The Lutherans of New York eBook

This eBook from the Gutenberg Project consists of approximately 136 pages of information about The Lutherans of New York.

The Lutherans of New York eBook

This eBook from the Gutenberg Project consists of approximately 136 pages of information about The Lutherans of New York.

But while this movement, which Julius Stahl felicitously termed the Conservative Reformation, was going on, there was also a radical Reformation which repudiated the idea of a visible church.  The Romanists, in their confutation of the Augustana, called attention to this view, and wrongfully charged the Lutherans with holding it.  In controverting this position, the Romanists very properly quoted the parable of the tares and the parable of the net with all kinds of fishes.  The Apologia replied by showing that the 8th Article of the Augustana had repudiated this position, and that bad men and hypocrites were not excluded ab externa societate.
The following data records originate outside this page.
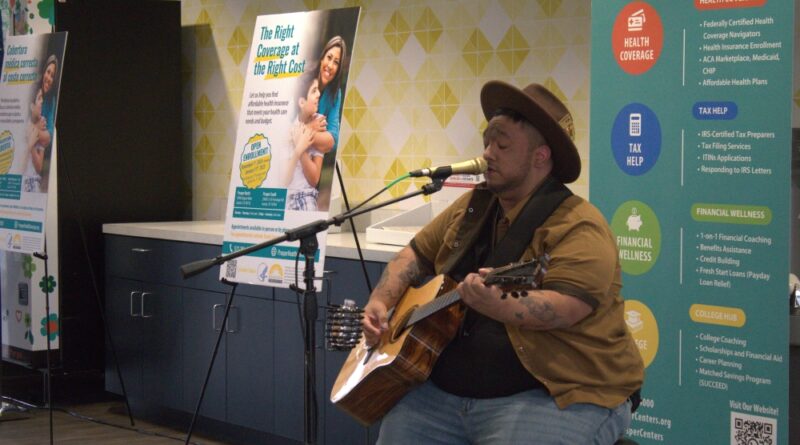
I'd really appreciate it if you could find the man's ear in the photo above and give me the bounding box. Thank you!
[533,144,553,167]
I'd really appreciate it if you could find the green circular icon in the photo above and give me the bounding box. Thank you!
[611,201,661,275]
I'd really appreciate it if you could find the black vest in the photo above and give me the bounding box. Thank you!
[431,177,572,398]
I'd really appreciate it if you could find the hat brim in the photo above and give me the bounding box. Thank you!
[481,80,581,184]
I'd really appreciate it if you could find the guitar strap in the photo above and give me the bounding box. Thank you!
[441,176,572,280]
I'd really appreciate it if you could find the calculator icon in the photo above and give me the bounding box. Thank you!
[628,113,642,136]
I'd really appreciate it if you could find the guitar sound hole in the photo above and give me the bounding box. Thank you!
[389,305,417,343]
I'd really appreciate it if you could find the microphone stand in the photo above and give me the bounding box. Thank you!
[180,178,446,445]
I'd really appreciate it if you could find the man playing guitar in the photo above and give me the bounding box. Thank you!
[362,81,644,445]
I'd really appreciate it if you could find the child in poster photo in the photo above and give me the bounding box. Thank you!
[284,73,323,211]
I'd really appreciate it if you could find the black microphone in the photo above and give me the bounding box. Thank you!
[408,156,487,179]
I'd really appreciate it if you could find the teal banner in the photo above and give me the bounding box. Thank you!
[590,0,794,445]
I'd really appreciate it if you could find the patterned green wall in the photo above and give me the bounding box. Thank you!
[182,0,590,219]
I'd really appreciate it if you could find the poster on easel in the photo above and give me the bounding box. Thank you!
[590,0,794,445]
[0,32,67,366]
[220,8,359,287]
[0,33,66,254]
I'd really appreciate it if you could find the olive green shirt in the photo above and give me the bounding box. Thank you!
[410,186,644,408]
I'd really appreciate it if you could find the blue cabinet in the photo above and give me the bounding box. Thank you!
[106,276,182,408]
[105,235,383,445]
[181,288,227,421]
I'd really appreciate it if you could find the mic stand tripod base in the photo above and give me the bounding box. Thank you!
[0,402,31,422]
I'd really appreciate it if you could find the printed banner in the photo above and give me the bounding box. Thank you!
[590,0,794,445]
[220,8,359,287]
[0,33,67,253]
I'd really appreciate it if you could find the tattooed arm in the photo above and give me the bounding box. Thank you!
[361,246,433,345]
[458,269,592,330]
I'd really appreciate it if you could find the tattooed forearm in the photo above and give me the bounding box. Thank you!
[514,295,560,327]
[373,247,427,305]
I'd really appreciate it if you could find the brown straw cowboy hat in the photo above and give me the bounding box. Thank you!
[481,80,581,184]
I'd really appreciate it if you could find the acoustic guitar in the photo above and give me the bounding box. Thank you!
[331,256,547,425]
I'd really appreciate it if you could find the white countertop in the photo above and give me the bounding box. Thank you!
[103,221,402,263]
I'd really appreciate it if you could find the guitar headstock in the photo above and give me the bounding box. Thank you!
[484,254,550,295]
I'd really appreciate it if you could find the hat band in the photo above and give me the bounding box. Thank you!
[558,113,575,141]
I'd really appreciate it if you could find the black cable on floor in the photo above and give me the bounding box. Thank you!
[0,396,202,445]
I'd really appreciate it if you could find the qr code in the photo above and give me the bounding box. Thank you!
[731,411,778,445]
[225,260,236,278]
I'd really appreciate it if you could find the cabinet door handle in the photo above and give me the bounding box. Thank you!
[225,306,239,334]
[211,304,222,331]
[131,290,142,318]
[140,292,153,318]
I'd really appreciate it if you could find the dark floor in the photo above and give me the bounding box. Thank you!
[0,346,800,445]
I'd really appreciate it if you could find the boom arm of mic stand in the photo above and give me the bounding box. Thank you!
[181,178,446,279]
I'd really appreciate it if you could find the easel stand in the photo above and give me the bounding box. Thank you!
[33,250,53,445]
[181,178,445,445]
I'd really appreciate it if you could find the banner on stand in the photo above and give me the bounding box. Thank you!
[591,0,794,445]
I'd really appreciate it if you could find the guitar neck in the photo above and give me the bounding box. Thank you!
[406,290,461,326]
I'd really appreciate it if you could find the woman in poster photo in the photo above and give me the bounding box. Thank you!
[36,54,58,192]
[312,35,347,211]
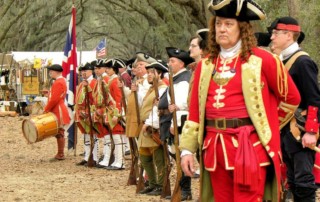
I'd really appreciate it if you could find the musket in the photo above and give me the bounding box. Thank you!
[153,73,171,198]
[84,79,94,168]
[169,66,182,202]
[101,77,115,166]
[133,76,144,193]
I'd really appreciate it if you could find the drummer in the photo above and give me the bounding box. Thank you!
[44,64,70,160]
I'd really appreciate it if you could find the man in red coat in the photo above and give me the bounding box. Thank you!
[74,63,98,165]
[44,64,70,160]
[180,0,300,202]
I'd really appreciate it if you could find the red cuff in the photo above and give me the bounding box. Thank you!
[305,106,319,133]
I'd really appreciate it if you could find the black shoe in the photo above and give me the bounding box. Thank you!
[147,187,162,196]
[76,160,88,166]
[106,166,124,170]
[96,163,108,168]
[181,192,192,201]
[98,155,104,162]
[139,186,154,194]
[84,161,98,167]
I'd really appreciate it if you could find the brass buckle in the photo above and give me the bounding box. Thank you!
[215,118,227,130]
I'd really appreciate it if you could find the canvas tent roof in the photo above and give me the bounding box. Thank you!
[0,51,96,69]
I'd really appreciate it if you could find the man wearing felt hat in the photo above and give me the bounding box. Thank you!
[268,17,320,201]
[124,52,156,137]
[44,64,70,160]
[180,0,300,202]
[138,61,168,196]
[158,47,194,200]
[74,63,98,165]
[99,58,125,170]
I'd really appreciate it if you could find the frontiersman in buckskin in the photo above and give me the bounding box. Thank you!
[138,62,168,196]
[75,63,98,165]
[91,59,111,168]
[104,59,126,170]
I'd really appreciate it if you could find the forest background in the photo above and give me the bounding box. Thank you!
[0,0,320,65]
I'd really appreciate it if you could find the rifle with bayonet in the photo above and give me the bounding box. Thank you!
[84,81,94,168]
[169,66,182,202]
[152,70,171,198]
[133,77,144,193]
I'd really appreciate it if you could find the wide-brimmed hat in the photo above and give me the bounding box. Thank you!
[146,60,168,73]
[134,52,157,64]
[91,59,104,67]
[197,28,209,41]
[166,47,194,66]
[254,32,271,47]
[47,64,63,72]
[79,62,94,71]
[208,0,266,21]
[112,58,126,69]
[267,16,305,44]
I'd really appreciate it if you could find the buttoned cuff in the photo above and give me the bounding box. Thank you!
[305,106,319,133]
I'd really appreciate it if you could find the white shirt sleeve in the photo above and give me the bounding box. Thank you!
[145,88,166,129]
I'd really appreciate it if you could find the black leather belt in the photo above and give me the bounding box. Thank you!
[206,118,252,130]
[159,109,171,116]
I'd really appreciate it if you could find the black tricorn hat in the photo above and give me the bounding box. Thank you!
[101,59,113,67]
[112,58,126,69]
[166,47,194,66]
[267,16,305,44]
[254,32,271,47]
[208,0,266,21]
[146,60,168,73]
[126,57,136,69]
[197,28,209,41]
[91,59,104,67]
[78,64,84,72]
[47,64,63,72]
[79,62,94,71]
[134,52,157,64]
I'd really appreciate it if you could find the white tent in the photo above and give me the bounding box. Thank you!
[11,51,96,66]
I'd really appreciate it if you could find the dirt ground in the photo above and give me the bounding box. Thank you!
[0,117,199,202]
[0,116,320,202]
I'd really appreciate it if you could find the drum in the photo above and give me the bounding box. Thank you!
[22,112,58,143]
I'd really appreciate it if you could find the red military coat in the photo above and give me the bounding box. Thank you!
[75,77,97,134]
[180,48,300,201]
[44,76,70,127]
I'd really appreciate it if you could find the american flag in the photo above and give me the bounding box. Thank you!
[96,38,107,58]
[62,5,78,149]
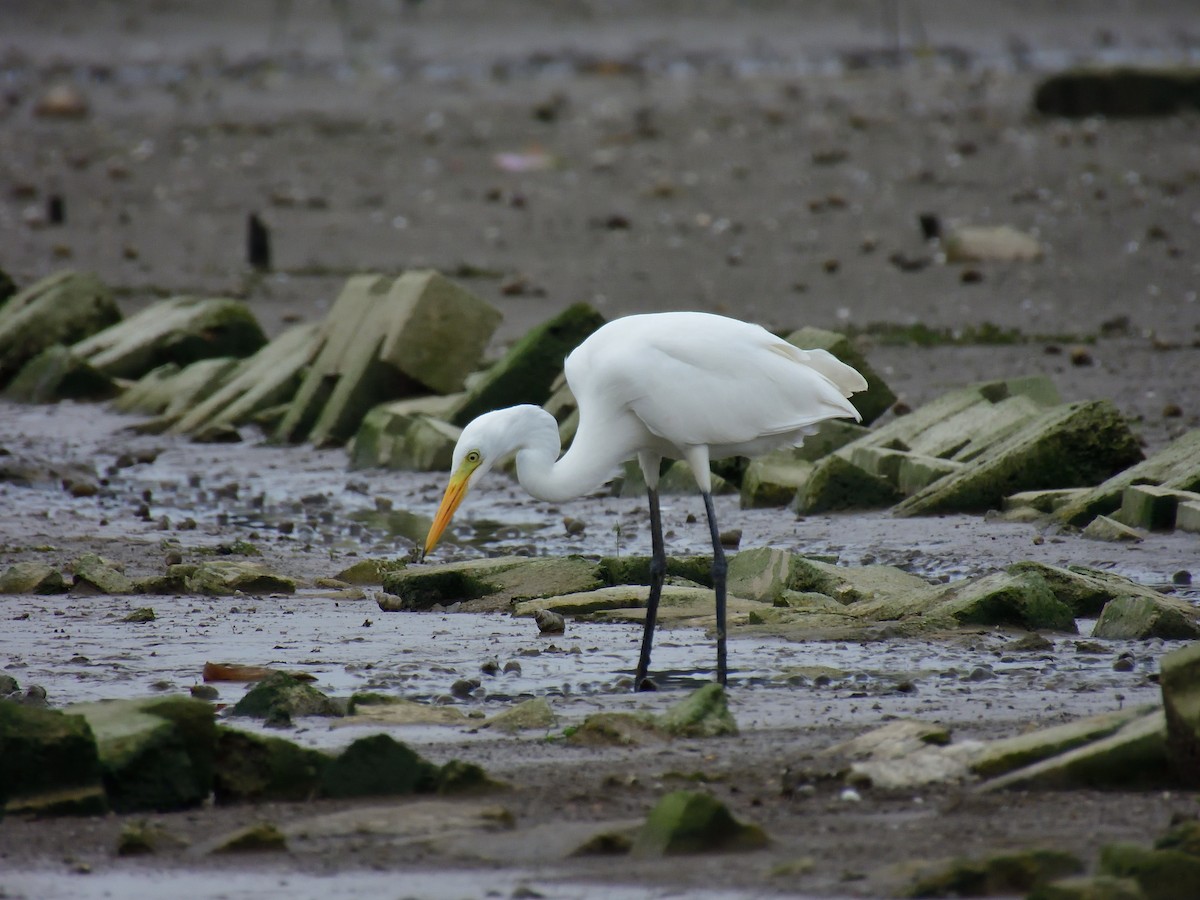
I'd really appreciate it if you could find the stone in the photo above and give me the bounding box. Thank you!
[971,708,1151,778]
[1026,875,1146,900]
[1084,510,1147,544]
[0,700,108,817]
[1033,65,1200,119]
[71,553,134,595]
[212,727,332,805]
[208,822,288,853]
[742,458,812,509]
[1097,844,1200,900]
[229,672,344,721]
[630,791,769,857]
[0,562,68,594]
[71,296,266,378]
[659,684,738,738]
[350,415,462,472]
[1092,596,1200,641]
[113,356,241,421]
[1115,485,1200,532]
[169,323,319,434]
[979,712,1171,791]
[793,458,900,515]
[320,734,438,799]
[379,270,502,394]
[0,271,121,386]
[4,344,121,403]
[895,401,1141,516]
[383,557,604,614]
[787,325,896,425]
[1175,500,1200,534]
[1056,428,1200,527]
[450,304,605,426]
[902,848,1084,896]
[936,572,1076,634]
[67,696,217,812]
[1159,642,1200,787]
[479,697,558,732]
[185,559,296,596]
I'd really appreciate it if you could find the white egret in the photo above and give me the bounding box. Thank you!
[425,312,866,690]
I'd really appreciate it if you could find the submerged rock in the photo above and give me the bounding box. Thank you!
[630,791,769,857]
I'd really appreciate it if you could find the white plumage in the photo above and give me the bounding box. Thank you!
[426,312,866,686]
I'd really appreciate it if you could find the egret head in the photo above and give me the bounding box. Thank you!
[425,413,512,553]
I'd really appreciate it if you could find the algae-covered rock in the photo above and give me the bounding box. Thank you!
[4,344,121,403]
[1097,844,1200,900]
[787,326,896,425]
[212,727,332,804]
[659,684,738,738]
[1092,596,1200,641]
[71,296,266,378]
[793,454,901,514]
[379,270,500,394]
[1033,66,1200,119]
[936,572,1076,634]
[895,401,1141,516]
[320,734,438,798]
[1159,642,1200,787]
[383,557,604,610]
[0,700,108,818]
[185,559,296,596]
[904,848,1084,898]
[1026,875,1146,900]
[0,562,67,594]
[1055,428,1200,526]
[980,712,1171,791]
[630,791,769,857]
[480,697,558,732]
[0,271,121,386]
[67,696,216,812]
[229,672,344,721]
[450,304,605,426]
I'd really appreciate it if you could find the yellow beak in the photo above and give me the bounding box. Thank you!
[421,462,479,557]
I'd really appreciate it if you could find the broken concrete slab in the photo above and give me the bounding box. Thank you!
[943,224,1043,263]
[0,700,108,817]
[379,270,502,394]
[978,710,1172,791]
[1056,428,1200,527]
[66,696,217,812]
[1092,595,1200,641]
[170,323,320,434]
[1159,643,1200,787]
[787,326,896,425]
[1114,485,1200,532]
[4,344,121,403]
[349,410,462,472]
[383,557,605,611]
[71,296,266,378]
[0,271,121,386]
[450,304,605,427]
[113,356,241,421]
[895,401,1141,516]
[630,791,769,857]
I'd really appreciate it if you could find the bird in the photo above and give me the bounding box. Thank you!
[422,312,866,691]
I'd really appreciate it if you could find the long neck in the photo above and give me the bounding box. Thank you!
[516,407,625,502]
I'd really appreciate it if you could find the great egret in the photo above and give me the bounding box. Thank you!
[425,312,866,690]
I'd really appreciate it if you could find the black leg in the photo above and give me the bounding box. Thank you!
[702,493,727,684]
[634,487,667,691]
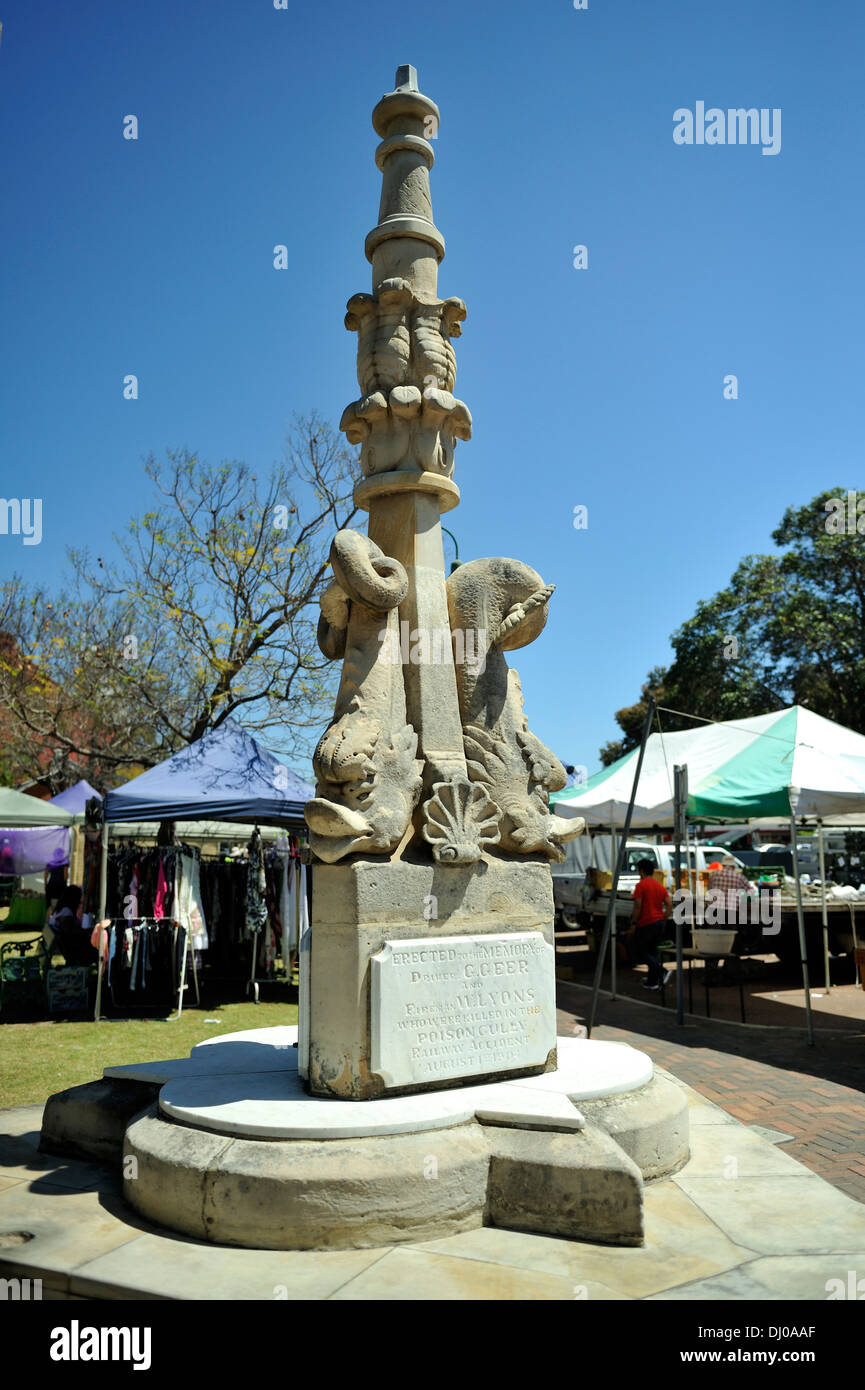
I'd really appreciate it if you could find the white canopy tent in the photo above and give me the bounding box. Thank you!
[555,705,865,1040]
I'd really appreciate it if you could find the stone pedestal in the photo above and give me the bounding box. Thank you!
[307,856,556,1101]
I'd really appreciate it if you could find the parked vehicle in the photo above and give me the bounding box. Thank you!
[552,835,743,930]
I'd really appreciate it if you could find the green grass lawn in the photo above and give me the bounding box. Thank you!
[0,927,298,1108]
[0,1002,298,1108]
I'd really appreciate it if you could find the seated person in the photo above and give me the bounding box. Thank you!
[43,884,96,965]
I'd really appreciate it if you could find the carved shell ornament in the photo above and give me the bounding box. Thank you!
[423,777,501,865]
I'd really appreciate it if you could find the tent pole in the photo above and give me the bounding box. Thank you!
[587,695,655,1037]
[816,820,832,994]
[93,819,108,1023]
[609,826,619,999]
[790,816,814,1047]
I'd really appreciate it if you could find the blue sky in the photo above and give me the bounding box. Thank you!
[0,0,865,773]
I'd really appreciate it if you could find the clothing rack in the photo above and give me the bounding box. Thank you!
[96,917,202,1019]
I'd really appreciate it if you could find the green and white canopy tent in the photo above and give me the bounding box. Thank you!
[552,705,865,830]
[555,705,865,1043]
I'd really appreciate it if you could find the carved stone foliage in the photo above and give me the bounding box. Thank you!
[339,278,471,478]
[448,559,585,862]
[306,531,423,863]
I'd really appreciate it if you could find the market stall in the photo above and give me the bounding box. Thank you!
[0,787,74,927]
[96,720,313,1017]
[555,705,865,1036]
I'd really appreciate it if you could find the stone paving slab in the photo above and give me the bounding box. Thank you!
[70,1239,388,1302]
[0,1061,865,1301]
[0,1105,107,1191]
[647,1251,865,1302]
[558,981,865,1202]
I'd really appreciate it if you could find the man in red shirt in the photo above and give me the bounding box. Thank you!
[626,859,673,990]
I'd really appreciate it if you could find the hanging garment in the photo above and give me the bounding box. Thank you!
[280,855,298,973]
[246,830,267,935]
[174,853,210,951]
[298,862,309,941]
[124,862,139,920]
[153,856,168,917]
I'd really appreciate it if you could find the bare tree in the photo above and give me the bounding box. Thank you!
[0,414,356,781]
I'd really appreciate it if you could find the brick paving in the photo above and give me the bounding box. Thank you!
[558,980,865,1202]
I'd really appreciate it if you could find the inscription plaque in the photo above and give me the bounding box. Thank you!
[370,931,556,1087]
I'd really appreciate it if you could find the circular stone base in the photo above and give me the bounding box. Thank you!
[159,1029,654,1140]
[124,1102,490,1250]
[124,1029,687,1250]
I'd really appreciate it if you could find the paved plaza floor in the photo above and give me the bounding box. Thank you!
[558,981,865,1202]
[0,1045,865,1301]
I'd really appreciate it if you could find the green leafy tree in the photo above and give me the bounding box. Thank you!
[601,488,865,763]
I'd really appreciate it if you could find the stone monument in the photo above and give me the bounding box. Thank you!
[42,67,688,1250]
[299,67,584,1099]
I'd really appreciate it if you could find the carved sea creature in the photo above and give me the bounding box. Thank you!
[448,559,585,862]
[306,530,423,863]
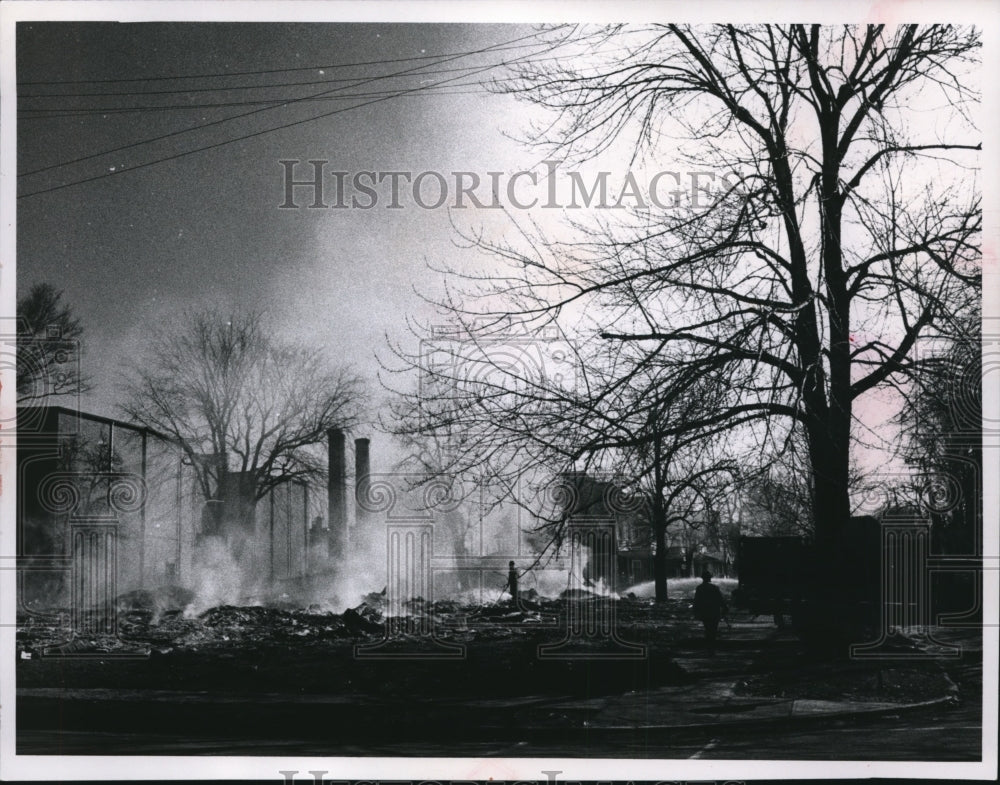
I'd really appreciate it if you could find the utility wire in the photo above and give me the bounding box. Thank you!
[17,41,556,199]
[21,88,494,120]
[18,28,560,181]
[17,44,537,99]
[18,35,565,87]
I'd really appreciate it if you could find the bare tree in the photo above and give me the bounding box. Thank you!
[17,283,90,406]
[123,311,363,525]
[388,25,981,552]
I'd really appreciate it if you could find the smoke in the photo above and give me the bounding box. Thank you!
[185,537,263,615]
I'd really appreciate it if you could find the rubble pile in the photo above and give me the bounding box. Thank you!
[17,586,704,659]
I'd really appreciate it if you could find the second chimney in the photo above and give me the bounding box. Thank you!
[326,428,348,566]
[354,439,372,537]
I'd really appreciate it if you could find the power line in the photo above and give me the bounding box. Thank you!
[17,39,548,99]
[17,42,556,199]
[22,82,496,120]
[17,34,565,87]
[18,28,560,180]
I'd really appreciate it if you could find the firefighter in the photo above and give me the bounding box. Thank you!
[694,570,727,654]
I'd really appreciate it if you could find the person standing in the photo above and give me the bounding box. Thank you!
[694,570,726,654]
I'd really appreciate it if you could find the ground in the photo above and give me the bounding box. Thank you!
[18,581,982,759]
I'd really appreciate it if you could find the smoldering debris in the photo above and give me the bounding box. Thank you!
[17,586,704,657]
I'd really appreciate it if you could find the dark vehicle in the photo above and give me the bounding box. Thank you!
[732,517,888,644]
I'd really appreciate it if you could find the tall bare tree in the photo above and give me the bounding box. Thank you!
[17,283,90,406]
[388,25,981,552]
[124,311,363,524]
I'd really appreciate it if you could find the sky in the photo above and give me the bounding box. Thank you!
[17,23,540,448]
[11,22,988,484]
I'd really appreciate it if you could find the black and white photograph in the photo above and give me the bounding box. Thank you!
[0,0,1000,785]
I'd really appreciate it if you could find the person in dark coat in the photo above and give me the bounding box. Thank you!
[694,570,727,652]
[507,562,517,605]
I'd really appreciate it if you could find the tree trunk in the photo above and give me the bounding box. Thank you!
[653,499,667,602]
[653,434,667,602]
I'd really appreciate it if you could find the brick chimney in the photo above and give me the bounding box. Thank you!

Thus the Romanists regard the Church as essentially visible, the Reformed, as essentially invisible, while Lutherans hold that she is both.  The invisible Church is contained within the visible just as the soul is contained within the body.  The Church is not merely a congregation of believers, but also an institution for the promotion of the Kingdom of God.

In their controversy with Rome Lutherans held that the Church did not exist merely in participation of external rites, but chiefly in the possession of the inward life, the heavenly gifts.  As yet the kingdom of Christ is not revealed, and the visible Church is a corpus mixtum.  Thus the Apologia distinguishes clearly between the ecclesia proprie et large dicta (church in the proper and church in the wider sense of the term).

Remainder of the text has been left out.